Savoy, who taught geology and environmental studies, said she faced "literal anguish of body and mind, not knowing if I would live the next minute—yet wanting to find some way to save my life" in an impact statement presented in court.

According to the Greenfield Recorder, Hachiyanagi told Savoy she wouldn't live much longer after noting how much blood she'd lost. She proceeded to watch her bleed while teasing her and revealing her she would go blind and deform before dying.

"She betrayed my trust, invaded my home, and tried to kill me with premeditated violence," Savoy said per New York Post. "The cruelty she wielded with weapons, and expressed in words, was extreme."

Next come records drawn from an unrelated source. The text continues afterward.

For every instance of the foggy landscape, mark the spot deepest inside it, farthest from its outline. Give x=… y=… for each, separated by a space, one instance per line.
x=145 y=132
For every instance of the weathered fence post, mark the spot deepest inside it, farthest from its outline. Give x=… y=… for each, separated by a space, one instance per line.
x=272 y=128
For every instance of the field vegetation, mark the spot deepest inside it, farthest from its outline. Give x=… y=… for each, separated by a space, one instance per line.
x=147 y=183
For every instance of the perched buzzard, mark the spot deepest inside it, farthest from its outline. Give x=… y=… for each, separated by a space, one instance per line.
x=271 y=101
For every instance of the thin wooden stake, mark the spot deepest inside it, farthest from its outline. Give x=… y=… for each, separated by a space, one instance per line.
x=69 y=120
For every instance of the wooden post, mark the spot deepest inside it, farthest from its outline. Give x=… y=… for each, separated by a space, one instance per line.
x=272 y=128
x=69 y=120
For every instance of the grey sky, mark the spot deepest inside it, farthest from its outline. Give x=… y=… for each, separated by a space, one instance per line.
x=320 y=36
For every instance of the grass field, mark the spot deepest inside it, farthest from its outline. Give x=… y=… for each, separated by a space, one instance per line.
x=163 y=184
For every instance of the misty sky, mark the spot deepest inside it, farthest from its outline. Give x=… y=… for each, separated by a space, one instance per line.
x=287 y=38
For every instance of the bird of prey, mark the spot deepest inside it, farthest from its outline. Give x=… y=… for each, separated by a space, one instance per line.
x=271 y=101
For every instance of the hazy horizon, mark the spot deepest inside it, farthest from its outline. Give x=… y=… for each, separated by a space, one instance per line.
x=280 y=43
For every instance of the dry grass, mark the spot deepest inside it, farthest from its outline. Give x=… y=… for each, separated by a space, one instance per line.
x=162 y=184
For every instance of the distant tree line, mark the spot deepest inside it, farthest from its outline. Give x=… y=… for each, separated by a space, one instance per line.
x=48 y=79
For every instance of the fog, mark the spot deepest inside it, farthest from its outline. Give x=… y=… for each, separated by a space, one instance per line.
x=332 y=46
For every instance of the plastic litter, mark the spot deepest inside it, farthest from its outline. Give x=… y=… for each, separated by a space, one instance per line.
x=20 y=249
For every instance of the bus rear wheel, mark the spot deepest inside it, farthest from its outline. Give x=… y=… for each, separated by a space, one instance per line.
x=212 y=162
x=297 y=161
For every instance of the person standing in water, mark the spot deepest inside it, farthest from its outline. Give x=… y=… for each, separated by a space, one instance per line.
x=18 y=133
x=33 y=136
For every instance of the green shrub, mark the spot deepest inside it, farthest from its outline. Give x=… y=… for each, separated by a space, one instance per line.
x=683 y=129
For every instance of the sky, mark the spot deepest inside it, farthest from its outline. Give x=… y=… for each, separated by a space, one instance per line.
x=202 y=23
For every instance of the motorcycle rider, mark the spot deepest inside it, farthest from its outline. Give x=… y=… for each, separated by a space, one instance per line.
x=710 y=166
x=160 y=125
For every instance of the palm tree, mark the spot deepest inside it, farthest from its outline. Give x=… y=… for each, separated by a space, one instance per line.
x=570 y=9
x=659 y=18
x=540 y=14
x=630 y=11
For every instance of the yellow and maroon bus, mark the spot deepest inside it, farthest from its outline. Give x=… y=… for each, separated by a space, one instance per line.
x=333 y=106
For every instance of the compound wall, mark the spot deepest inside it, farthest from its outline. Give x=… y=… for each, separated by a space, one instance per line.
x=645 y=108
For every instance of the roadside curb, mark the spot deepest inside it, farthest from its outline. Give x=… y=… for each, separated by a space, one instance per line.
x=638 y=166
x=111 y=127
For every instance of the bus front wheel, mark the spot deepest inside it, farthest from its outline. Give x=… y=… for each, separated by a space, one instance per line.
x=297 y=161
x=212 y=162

Prosecutors said Savoy suffered stab and puncture wounds, as well as fractured bones. After Hachiyanagi restrained her and hit her repeatedly in the act of "random brutality," she got a fractured face.

According to authorities, Savoy eventually persuaded Hachiyanagi to get counseling, but her trauma has remained.

The crime's emotional, physical, financial, and professional consequences have been large, and they continue to be so, Savoy underscored. "Now the defendant's violation of me is becoming part of a public persona that I did not choose," reports said.

According to the District Attorney's Office, Hachiyanagi pleaded guilty to the following crimes:

  • three counts of armed assault with the intent to murder a person aged 60 or older;
  • three counts of assault and battery with a dangerous weapon on a person aged 60 or older; and
  • single counts of mayhem, home invasion, and entering a home at night for a felony.

Her lawyer, Thomas Kokonowski, had argued for a five- to seven-year sentence with the possibility of probation. He reasoned that Hachiyanagi had no prior criminal history when he attacked Savoy. He also claimed that Hachiyanagi made an effort to control her rage.

Following her arrest in February 2020, Hachiyanagi pleaded not guilty to the allegations and was jailed without bond at the Franklin County Jail. A Franklin County Superior Court judge determined last month that she might be released with conditions if the suspect secured $5,000 cash bail. After Hachiyanagi altered her plea on Friday, her bail was revoked.

The former professor began teaching at Mount Holyoke in 2004 and had previously taught in the school's studio art, art history, and Asian studies departments before the attack.